Want to know what you can qualify for in today's market? Find out here now.

Is now a good time to buy a home?

While rising interest rates disadvantage many homebuyers, they can still present a good opportunity to buy a home, particularly investors. If you intend to hold onto a property as a long-term investment, the home's value may appreciate significantly over time, potentially outweighing the costs of higher interest rates. If interest rates do eventually drop, you can always choose to refinance your mortgage at a lower rate when available.

"There is some truth to the saying 'marry the house, but date the rate,'" says Idziak. "Home inventory is still very constrained in many areas, so a potential buyer who finds a home she loves may be better served by purchasing now, even with rates elevated, and hope to refinance in two to three years when rates may be lower."

In some scenarios, it may also make sense to buy a property for rental purposes, even in a high-interest environment. Depending on rental rates in your area, among other factors, the income generated from your rental could offset a portion, if not all, of your mortgage expenses. You might even be able to leverage the tax benefits of owning a rental property.

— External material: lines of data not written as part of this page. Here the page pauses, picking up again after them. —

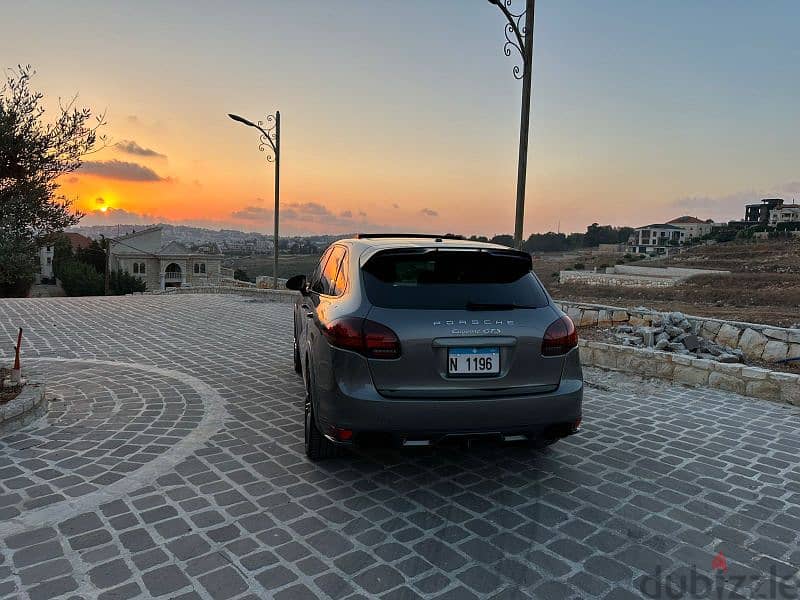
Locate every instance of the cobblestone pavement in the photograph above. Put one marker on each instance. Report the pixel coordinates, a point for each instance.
(171, 465)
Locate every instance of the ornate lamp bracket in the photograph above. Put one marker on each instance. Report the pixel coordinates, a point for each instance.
(516, 35)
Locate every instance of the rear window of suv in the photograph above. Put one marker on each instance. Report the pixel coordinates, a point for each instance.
(452, 279)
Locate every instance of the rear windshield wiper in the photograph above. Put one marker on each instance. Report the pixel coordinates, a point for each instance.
(496, 306)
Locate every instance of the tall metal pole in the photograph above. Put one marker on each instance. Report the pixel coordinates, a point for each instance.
(520, 37)
(524, 123)
(277, 195)
(270, 144)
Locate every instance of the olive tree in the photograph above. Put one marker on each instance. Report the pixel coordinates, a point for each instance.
(34, 153)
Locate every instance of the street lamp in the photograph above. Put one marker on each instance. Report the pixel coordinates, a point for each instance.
(520, 37)
(270, 144)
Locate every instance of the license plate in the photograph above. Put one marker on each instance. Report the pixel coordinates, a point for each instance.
(473, 361)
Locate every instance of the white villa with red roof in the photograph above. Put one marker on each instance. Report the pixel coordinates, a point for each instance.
(161, 266)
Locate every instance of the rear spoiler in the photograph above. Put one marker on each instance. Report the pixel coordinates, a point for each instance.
(508, 252)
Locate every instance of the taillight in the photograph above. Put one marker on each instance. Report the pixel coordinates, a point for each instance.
(560, 337)
(363, 336)
(380, 341)
(345, 333)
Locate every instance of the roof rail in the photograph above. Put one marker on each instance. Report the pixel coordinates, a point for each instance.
(362, 236)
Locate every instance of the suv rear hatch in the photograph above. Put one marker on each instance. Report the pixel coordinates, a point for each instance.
(447, 305)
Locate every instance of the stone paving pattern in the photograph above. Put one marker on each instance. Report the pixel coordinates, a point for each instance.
(134, 487)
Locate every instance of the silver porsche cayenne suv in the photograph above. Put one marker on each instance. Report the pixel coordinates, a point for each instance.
(416, 338)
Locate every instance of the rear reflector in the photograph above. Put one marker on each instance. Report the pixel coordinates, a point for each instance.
(341, 435)
(560, 337)
(366, 337)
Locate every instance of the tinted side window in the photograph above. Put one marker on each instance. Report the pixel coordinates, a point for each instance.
(331, 270)
(315, 276)
(342, 278)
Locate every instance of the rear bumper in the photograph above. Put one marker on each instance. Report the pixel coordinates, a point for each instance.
(353, 403)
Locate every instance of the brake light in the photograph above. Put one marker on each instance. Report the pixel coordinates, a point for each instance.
(345, 333)
(379, 340)
(560, 337)
(366, 337)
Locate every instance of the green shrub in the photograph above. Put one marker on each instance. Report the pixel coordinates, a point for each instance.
(80, 279)
(122, 282)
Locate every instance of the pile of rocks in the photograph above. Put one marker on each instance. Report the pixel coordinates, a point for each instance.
(672, 332)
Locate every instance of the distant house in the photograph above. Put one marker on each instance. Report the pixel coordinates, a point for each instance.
(46, 253)
(760, 212)
(45, 263)
(160, 266)
(786, 213)
(657, 238)
(693, 227)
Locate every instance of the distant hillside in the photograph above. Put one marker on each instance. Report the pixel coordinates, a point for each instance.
(193, 235)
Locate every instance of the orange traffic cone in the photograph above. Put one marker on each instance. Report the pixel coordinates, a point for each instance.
(16, 372)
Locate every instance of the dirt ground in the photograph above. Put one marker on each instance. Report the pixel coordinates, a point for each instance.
(764, 285)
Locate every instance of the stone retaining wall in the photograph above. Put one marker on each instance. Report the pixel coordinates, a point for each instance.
(26, 407)
(756, 341)
(646, 362)
(268, 295)
(613, 279)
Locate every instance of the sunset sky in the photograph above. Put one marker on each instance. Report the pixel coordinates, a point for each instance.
(404, 114)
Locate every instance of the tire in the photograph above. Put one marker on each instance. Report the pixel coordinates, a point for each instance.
(318, 447)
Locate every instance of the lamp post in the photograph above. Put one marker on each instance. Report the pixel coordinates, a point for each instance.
(520, 37)
(270, 144)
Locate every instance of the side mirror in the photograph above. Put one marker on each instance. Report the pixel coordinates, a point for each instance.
(297, 283)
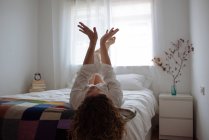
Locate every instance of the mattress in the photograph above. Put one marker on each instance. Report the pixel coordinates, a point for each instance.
(55, 112)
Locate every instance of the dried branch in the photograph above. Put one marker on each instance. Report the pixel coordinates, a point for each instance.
(175, 59)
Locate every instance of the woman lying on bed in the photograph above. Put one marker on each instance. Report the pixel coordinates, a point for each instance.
(97, 99)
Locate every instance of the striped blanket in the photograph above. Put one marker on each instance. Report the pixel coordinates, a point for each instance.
(23, 119)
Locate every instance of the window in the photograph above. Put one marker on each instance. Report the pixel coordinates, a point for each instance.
(134, 43)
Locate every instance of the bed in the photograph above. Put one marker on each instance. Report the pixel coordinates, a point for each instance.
(47, 115)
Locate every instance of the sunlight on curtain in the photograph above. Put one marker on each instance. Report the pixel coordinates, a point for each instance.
(133, 45)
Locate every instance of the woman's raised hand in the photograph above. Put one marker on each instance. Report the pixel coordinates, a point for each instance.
(92, 34)
(108, 35)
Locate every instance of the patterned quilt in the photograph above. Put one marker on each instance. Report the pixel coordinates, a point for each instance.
(23, 119)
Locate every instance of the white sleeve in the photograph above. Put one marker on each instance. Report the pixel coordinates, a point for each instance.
(114, 90)
(77, 94)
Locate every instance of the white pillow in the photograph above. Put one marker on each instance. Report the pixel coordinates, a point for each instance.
(132, 81)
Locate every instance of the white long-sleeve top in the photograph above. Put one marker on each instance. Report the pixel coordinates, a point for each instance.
(110, 87)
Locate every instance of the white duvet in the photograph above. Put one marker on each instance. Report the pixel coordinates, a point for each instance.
(143, 101)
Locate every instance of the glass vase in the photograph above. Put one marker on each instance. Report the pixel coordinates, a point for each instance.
(173, 90)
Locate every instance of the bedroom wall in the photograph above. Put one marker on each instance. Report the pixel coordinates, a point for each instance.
(18, 45)
(45, 42)
(200, 65)
(171, 23)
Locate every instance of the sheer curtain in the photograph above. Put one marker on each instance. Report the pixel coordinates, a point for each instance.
(133, 46)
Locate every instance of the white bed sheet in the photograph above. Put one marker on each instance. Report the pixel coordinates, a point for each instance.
(142, 101)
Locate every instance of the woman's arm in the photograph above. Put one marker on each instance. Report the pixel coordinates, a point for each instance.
(92, 34)
(77, 94)
(104, 53)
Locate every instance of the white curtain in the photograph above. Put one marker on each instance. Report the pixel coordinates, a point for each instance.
(133, 45)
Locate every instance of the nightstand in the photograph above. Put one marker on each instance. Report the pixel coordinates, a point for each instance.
(176, 117)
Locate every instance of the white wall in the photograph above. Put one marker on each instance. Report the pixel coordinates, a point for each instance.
(18, 45)
(200, 65)
(45, 42)
(172, 23)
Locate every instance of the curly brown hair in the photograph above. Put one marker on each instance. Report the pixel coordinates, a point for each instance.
(98, 119)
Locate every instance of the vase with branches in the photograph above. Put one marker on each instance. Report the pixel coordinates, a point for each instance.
(175, 60)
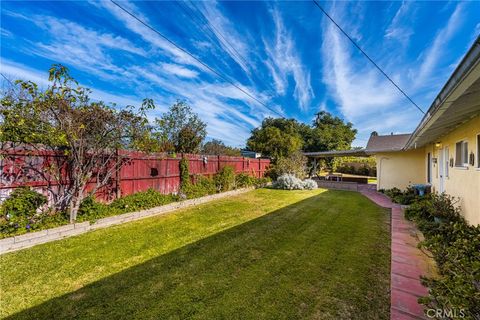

Is it a good idea to refinance today?

Refinancing a mortgage means you're replacing your existing home loan with a new one, ideally with a lower interest rate. With rates around double what they were in 2020, refinancing may not be the best option for anyone who took out their existing mortgage before the Fed began its aggressive rate hike schedule.

"For borrowers who refinanced during the historically low rates from 2020 to 2022, it might not make sense to refinance in the current rate environment," says Idziak. "However, borrowers that can take advantage of the increase in home values over the last few years may still find it advantageous to refinance in order to tap equity in the home or to remove private mortgage insurance."

There are other scenarios in which refinancing might prove beneficial, such as:

  • If you want to pay off your mortgage sooner. Refinancing your home loan from a 30-year to a 15-year term could potentially result in significant overall cost savings, despite higher interest rates. Shorter loan terms tend to have lower interest rates than mortgages with longer terms.
  • If you have an adjustable-rate mortgage (ARM). Homeowners with adjustable rate mortgages (ARMs) who face the potential of fluctuating monthly payments might consider transitioning to the stability of a fixed-rate mortgage.
  • If you want a lower interest rate. Some homeowners may still have higher interest rates on their existing mortgages than lenders currently offer. For example, they may have secured their mortgage when rates were high in the past, or perhaps a lower credit score at the time of their loan application resulted in a high-interest mortgage.

Explore your mortgage refinancing options here to see if it makes sense to act now.

The bottom line

Watching interest rate trends can help homebuyers and homeowners better understand the market so they don't make decisions blindly. But attempting to time the market isn't always the best strategy for any type of investing, including real estate. Base your choice on your budget and goals and before you make a decision, do your due diligence and run the numbers to determine how much you'll pay and what you could save.